Any update. This is bit urgent.

Thanks
J

3

If you look at the message and line the components up against the parts of the grok expression they currently match, it is clear that several components have been overlooked and need to be added.

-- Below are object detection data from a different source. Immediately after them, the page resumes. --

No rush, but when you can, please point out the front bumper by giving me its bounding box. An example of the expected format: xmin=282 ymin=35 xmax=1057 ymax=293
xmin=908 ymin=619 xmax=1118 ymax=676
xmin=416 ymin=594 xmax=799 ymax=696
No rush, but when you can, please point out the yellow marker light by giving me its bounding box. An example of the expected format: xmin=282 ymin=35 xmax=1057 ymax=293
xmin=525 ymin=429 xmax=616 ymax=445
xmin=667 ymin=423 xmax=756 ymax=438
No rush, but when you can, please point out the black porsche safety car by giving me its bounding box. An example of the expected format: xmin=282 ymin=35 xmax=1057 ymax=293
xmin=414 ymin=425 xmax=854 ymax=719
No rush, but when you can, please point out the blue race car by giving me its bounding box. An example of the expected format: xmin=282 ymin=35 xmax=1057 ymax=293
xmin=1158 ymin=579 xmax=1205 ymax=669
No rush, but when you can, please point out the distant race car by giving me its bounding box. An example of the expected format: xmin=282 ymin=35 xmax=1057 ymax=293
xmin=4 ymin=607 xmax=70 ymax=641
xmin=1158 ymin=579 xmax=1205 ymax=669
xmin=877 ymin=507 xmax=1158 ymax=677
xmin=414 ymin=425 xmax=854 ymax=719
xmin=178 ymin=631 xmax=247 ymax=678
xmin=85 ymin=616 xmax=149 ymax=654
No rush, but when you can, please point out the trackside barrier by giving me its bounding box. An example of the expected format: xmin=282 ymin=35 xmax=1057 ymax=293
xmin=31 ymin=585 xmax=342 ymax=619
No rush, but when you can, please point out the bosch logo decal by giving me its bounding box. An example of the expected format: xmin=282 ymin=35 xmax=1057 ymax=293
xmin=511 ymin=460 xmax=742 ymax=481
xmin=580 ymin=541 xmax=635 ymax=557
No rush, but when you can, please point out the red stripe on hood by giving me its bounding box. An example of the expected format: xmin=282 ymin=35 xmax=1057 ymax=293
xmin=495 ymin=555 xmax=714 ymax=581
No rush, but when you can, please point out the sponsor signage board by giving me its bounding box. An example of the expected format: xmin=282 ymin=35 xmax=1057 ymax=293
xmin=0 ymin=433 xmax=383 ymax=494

2016-03-24 04:43:02 -> %{TIMESTAMP_ISO8601:log_timestamp}
W3SVC20             -> %{WORD:iisSite}
ODSANDBOXWEB01      -> %{IPORHOST:site}
172.x.x.x           -> %{WORD:method}
GET                 -> %{URIPATH:page}
/healthmonitor.axd  -> %{NOTSPACE:querystring}
-                   -> %{NUMBER:port}
80                  -> %{NOTSPACE:username}
-                   -> %{IPORHOST:clienthost}
172.x.x.x           -> %{NOTSPACE:useragent}
HTTP/1.1            -> %{NOTSPACE:referer}
-                   -> %{NUMBER:response}
-                   -> %{NUMBER:subresponse}
-                   -> %{NUMBER:scstatus}
www.xyz.net         -> %{NUMBER:bytes:int}
200                 -> %{NUMBER:timetaken:int}
0                   -> ?
0                   -> ?
4698                -> ?
122                 -> ?
703\r               -> ?

You may also need to use a mutate filter to remove the training '\r' unless you account for that in the grok expression.

4

Hi Christian,
I've applied same above grock expression but still I'm getting same message [0] "_grokparsefailure" error.

Here is my log file
#Fields: date time s-sitename s-computername s-ip cs-method cs-uri-stem cs-uri-query s-port cs-username c-ip cs-version cs(User-Agent) cs(Cookie) cs(Referer) cs-host sc-status sc-substatus sc-win32-status sc-bytes cs-bytes time-taken
2016-03-25 00:00:01 W3SVC20 SANDBOXWEB01 172.30.34.167 GET /healthmonitor.axd - 80 - 172.30.34.4 HTTP/1.1 - - - www.uk.sandbox.orderdynamics.net 200 0 0 4375 122 31
2016-03-25 00:00:01 W3SVC20 SANDBOXWEB01 172.30.34.167 GET /healthmonitor.axd - 80 - 172.30.34.4 HTTP/1.1 - - - www.-uk.sandbox.orderdynamics.net 200 0 0 4374 122 15

Below is my logstash.conf
input {
file {
type => "IISLog"
path => "C:\IISLogs\u_ex160324.log"
start_position => "beginning"
}
}

filter {

#ignore log comments
if [message] =~ "^#" {
drop {}
}

grok {
match => ["message",
"%{TIMESTAMP_ISO8601:log_timestamp}
%{WORD:iisSite}
%{HOSTNAME}
%{IPORHOST:site}
%{WORD:method}
%{URIPATH:page}
%{NOTSPACE:querystring}
%{NUMBER:port}
%{NOTSPACE:username}
%{IPORHOST:clienthost}
HTTP/%{NUMBER:httpversion}
%{NOTSPACE:referer}
%{NOTSPACE:querystring}
%{NOTSPACE:querystring}
%{NUMBER:response}
%{NUMBER:bytes:int}
%{NUMBER:bytes:int}
%{NUMBER:bytes:int}
%{NUMBER:bytes:int}
%{NUMBER:bytes:int}
%{NUMBER:bytes:int}"]
}

useragent {
	source=> "useragent"
	prefix=> "browser"
}

}

output logs to console and to elasticsearch

output {
stdout {}
elasticsearch {
hosts => ["127.0.0.1:9200"]
}
stdout { codec => rubydebug }
}

5

Hi Team,

Any update for above comment.

Thanks
J

6

Hi Christian,

If you shade some light. It will be help full.

Thanks
J

7

Don't break the grok pattern up into multiple lines. I just did choose to display it that way to show how fields did not match up. You are also capturing the bytes and querystring fields multiple times. I suspect this should be different fields. The general recommendation when building grok expressions is to start from the beginning and add field by field.

You also do not seem to be capturing the useragent field that you are trying to use in the user agent filter.